¿De verdad que no tenéis nada procrastinado? Pero, hombre, por favor, no
me digáis eso que me hacéis coger complejos. Yo tengo procrastinado casi todo,
y es por culpa mía: esa costumbre maldita de llegar siempre tarde a las cosas.
¿Ya vais cogiendo el hilo?
N. está leyendo una novela de Eva García Sáenz; en ella resulta que
alguien tiene procrastinado algo y lo expresa. N. acude a mí para que le aclare
qué es eso de procrastinado. Me quedo como atolondrado: es la primera vez que
oigo (o al menos que escucho) tal palabro. Me dan ganas de soltar cualquier
improperio contra la escritora por acudir a usos tan raros. Me lo pienso y
añado unos segundos de silencio. Decidimos buscar en el diccionario, por mi
parte con la esperanza de que no exista tal entrada.
Pero ejerzo mi curiosidad y mi inercia de filólogo y de lector, e inicio
la búsqueda etimológica. Enseguida aparecen las primeras pistas: “pro”, “cras”,
prefijo y adverbio latinos de uso frecuente. Lo demás ya casi se nos da por
añadidura. A pesar de todo, me acerco al diccionario y completo. Sí que existe
la palabra; es mi ignorancia la que me deja en mal lugar. Procrastinar:
diferir, aplazar. Claro, ahora parece evidente y sencillo. Qué brutito yo. A
partir de ahí, procrastinación, procrastinado…

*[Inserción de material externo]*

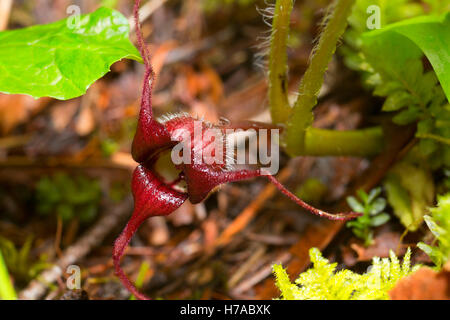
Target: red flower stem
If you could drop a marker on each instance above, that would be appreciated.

Me sucede con alguna frecuencia: el vocabulario ni está ni va a estar
nunca en mi cabeza; tan solo vivirá en mí un tanto por ciento reducido del
mismo.
Y, una vez aclarados la etimología y el significado de la palabrita,
empiezo a jugar con ella. La oigo sonar en su expresión fonética como si
estuvieran asándose las castañas en estos días de principios de noviembre.
Saltan y saltan, y quedan procrastinadas para servir de alimento un rato más
tarde. Casi me saltan encima las chispas de las erres y del agudo. Me gusta la
sonoridad de tanta erre, aunque no las veo rodando sino saltando y golpeando
contra objetos sólidos. Y al final, ¡plas!, costalazo y golpe seco: ¡procrastinar!
Estoy oyendo y viendo un fenómeno parecido al gratinado en su última fase.
Como entra a formar parte de mi vocabulario, quiero buscarle amistades y
la emparejo con sus sinónimos, esos que me son más familiares. A los que la
definen añado alguno más: dilatar, retardar, posponer, demorar, atrasar… No la
miran con muy buenos ojos sus compañeras, quizá por ese aire arrogante que
destila. Pero poco a poco se harán al roce. Y, ya se sabe, el roce hace el
cariño.
Me intereso después por aquellas tareas que yo pueda tener
procrastinadas y cuáles pueden ser más apropiadas para el ejercicio de la
procrastinación, que casi me hace revivir un ejercicio religioso largo de
cristianización o algo así. Y así ya tengo una pequeña familia léxica que me
evoca todo aquello que no debería dejar para más tarde y todo lo que puede
esperar. Y me vienen a la mente las expresiones que me aconsejan ambas cosas:
“No dejes para mañana lo que puedas hacer hoy” o “El cielo puede esperar”, e
incluso aquella otra más desinhibida que reza así: “¿Para qué hacerlo hoy si lo
puedo hacer mañana?”.
El caso es que me enredo y me siento en el rincón de pensar, en el que
tengo una mesa con tantas y tantas ideas, que andan siempre procrastinadas y
nunca terminan de procrastinarse. Porque, si bien se mira, el mundo está
procrastinado y no sabemos quién lo procrastinará. Pero bien sabemos que el
procrastinador que lo procrastine buen procrastindador será.
Yo, ahora mismo, ando de procrastinación un poco hasta el gorro, para
qué voy a mentir. Así que me retiraré del barullo y ya veré la forma de
procrastinar menos y de espabilar más.